Author: Alan Jacobs
Publisher: Currency (October 17, 2017)
Price: $15.00 (Hardcover)
Upon reflecting on Alan Jacobs’ perceptive book, How to Think, it occurred to me that it could easily have been called When Forbearance Fails—a play on the 1956 social psychology classic When Prophecy Fails. The eponymous subject of Jacobs’ analysis in How to Think is described as something that is “necessarily, thoroughly, and wonderfully social.” Contrary to the commonplace idiom, we simply can’t “think for ourselves.” Thinking is something humans do together. It requires membership in a healthy community. And, it seems, genuine, organic membership—as Jacobs puts it—requires a certain level of forbearance. Such membership involves knowing, for example, that others “wouldn’t write me out of their own personal Books of Life if I said something they strongly disagreed with” (63). This is the ideal context in which thinking can flourish.
I wonder if, by meditating on the role forbearance plays in developing healthy communities for thinking, we might get at the concerns that have been raised already by Myles and Justin. I might offer my own spin on Myles’ motivating question: what are the material conditions of forbearance? And, in engaging with Justin’s thoughts, I would ask: what does digital forbearance look like? I’ll reflect on these in reverse order.
What troubles me about some of the enthusiasm about social media is the sense I get that what I’ve called digital forbearance isn’t really a thing. Sure, the “global conversation” online might give users of social media access to diverse viewpoints, and the Gentzkow and Shapiro study Justin cites suggests that online encounters aren’t less ideologically diverse than face-to-face encounters. But, it seems clear to me that the problem isn’t simply about what kind of exposure individuals have to ideological difference. Many of us, I think, have had a great deal of exposure to what Jacobs calls an “RCO”—a repugnant cultural other—on social media.

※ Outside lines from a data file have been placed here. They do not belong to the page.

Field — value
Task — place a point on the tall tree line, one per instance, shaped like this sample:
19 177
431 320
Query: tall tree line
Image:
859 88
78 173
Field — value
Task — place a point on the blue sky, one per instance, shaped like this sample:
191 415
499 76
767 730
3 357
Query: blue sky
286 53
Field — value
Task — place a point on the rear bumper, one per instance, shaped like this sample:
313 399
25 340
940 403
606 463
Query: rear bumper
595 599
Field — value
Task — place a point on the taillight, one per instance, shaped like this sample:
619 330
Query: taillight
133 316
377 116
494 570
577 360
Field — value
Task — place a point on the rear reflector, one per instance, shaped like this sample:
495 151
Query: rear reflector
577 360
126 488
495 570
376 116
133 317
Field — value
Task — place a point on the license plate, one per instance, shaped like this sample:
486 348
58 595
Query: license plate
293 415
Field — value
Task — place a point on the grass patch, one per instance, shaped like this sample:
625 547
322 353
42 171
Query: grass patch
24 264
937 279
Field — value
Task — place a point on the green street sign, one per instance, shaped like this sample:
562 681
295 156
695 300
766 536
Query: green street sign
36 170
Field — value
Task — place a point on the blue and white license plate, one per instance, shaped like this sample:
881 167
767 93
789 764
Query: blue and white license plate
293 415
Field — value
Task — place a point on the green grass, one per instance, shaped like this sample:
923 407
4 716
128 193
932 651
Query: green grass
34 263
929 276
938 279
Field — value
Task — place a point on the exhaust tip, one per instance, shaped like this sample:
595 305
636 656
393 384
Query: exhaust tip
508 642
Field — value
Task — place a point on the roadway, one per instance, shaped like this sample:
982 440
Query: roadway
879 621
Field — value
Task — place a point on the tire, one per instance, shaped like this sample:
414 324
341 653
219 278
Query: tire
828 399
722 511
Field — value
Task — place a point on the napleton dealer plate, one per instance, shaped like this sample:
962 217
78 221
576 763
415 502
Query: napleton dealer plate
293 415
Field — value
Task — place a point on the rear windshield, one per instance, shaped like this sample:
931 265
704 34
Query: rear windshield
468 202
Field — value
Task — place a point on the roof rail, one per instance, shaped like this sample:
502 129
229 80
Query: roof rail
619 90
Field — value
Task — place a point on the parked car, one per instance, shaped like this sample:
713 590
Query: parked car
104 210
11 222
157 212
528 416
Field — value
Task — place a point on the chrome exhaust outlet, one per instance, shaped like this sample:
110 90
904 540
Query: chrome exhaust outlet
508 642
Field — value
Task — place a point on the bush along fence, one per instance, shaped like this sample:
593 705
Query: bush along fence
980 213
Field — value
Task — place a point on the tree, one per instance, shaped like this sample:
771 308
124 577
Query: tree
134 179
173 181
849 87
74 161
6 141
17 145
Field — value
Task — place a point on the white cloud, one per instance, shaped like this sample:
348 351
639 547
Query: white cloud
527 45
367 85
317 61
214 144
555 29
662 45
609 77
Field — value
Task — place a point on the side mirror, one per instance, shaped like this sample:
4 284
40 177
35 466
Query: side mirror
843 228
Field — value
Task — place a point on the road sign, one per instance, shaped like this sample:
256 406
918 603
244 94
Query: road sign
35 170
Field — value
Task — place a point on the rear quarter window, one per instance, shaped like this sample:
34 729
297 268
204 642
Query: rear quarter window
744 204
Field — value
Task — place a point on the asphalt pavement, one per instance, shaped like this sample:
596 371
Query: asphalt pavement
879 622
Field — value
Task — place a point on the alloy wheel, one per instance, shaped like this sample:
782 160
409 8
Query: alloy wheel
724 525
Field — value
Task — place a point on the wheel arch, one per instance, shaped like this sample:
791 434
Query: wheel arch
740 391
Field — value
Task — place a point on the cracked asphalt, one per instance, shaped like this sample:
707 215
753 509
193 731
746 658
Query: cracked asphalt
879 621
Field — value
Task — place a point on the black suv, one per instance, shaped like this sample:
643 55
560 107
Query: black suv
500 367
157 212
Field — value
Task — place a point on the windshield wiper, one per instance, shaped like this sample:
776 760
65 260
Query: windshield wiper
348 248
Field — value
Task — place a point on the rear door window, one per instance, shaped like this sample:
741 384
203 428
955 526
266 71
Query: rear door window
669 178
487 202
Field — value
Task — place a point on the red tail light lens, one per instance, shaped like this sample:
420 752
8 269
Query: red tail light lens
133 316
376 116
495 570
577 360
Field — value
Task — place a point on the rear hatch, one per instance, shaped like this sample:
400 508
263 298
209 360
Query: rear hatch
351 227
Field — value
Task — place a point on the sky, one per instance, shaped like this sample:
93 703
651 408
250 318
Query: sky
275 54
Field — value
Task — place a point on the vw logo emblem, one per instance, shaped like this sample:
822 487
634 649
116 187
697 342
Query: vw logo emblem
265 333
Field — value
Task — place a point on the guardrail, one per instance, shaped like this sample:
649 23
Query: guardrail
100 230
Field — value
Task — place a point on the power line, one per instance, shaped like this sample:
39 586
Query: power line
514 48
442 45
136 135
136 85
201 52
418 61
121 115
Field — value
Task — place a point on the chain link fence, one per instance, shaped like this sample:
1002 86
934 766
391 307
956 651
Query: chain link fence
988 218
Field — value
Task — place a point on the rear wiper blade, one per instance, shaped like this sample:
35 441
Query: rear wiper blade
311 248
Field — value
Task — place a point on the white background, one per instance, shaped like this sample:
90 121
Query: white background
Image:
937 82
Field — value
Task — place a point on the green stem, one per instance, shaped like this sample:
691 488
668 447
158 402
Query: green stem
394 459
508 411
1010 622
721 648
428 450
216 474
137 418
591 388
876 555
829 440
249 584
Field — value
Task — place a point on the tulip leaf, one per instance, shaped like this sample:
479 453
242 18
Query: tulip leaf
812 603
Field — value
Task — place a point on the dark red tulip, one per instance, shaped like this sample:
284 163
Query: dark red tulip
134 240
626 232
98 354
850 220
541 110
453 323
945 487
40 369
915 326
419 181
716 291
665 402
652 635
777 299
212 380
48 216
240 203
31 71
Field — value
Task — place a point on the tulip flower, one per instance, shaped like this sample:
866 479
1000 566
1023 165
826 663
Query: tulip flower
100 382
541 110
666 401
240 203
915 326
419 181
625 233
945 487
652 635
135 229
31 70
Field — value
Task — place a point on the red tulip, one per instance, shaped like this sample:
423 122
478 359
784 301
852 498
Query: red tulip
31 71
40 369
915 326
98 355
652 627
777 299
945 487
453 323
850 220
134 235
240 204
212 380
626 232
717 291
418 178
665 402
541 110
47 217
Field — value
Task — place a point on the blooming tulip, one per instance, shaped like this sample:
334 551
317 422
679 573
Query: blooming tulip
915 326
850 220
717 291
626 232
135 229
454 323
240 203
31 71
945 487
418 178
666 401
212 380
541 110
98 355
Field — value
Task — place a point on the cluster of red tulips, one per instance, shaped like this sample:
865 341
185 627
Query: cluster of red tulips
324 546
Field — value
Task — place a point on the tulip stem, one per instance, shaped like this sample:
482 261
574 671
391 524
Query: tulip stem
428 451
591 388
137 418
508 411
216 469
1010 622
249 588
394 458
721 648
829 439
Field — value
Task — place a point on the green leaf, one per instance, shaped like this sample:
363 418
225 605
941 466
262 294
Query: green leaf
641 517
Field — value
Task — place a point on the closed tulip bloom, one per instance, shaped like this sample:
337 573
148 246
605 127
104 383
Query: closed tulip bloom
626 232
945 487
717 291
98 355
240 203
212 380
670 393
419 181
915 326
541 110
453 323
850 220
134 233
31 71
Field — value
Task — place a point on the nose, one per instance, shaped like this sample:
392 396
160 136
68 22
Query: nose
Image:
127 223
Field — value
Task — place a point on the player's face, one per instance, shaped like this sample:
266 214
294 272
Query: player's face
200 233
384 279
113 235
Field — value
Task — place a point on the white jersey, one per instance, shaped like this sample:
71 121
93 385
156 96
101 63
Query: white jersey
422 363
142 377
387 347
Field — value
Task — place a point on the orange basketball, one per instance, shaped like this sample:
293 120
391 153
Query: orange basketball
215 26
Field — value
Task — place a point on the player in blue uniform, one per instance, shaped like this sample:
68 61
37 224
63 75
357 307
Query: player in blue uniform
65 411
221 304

The trouble is that it is vastly more feasible to dismiss, berate, or dehumanize an RCO online than in person. It’s easier to publish contemptuous words online than to say them in person. It’s less socially dangerous. Similarly, it’s easier to stop following a certain user than to walk away from a table at a meal. Again, it’s less socially costly. It’s no coincidence that though the group that Jacobs talks about having genuine membership in existed on an online platform, it was almost completely composed of people he had met in person. I’m concerned that the connections that we have to those that we have never met in person are simply so easy to forsake that they don’t seem worth the work of forbearance.
I’m not so certain, however, that there’s that much more hope for forbearance in the “real world,” so to speak. I’ve been apprehensive about this since reading Bill Bishop’s 2008 The Big Sort, which forcefully evidences the high degree to which Americans have been moving to neighborhoods with like-minded residents. As a helpful illustration, Bishop uses county presidential election results to show the considerable increase in voter homogeneity across 28 years. (Shaded counties in the maps below are “landslide counties,” where the margin of victory in the presidential election was more than 20 percentage points.)
Perhaps we’re not exactly writing one another out of our “personal Books of Life,” but we are less and less willing to bear ideological differences in the places we live. And—I should note—this we that I use here is no “false we,” as Jacobs calls it. I live in Princeton. If I have the opportunity to move in the near future, I’ll most likely seek out cities with high quality grocery stores and bike lanes, and avoid areas where NRA membership rates seem a little too high. Let’s be honest.
The real questions that stem from Jacobs’ book, as far as I can tell, are: how much are we personally willing to put on the line for forbearance, for the survival of the social fabric? Or is forbearance, in the age of the unfollow button, the discerning homebuyer, and all sorts of political balkanization, doomed to fail?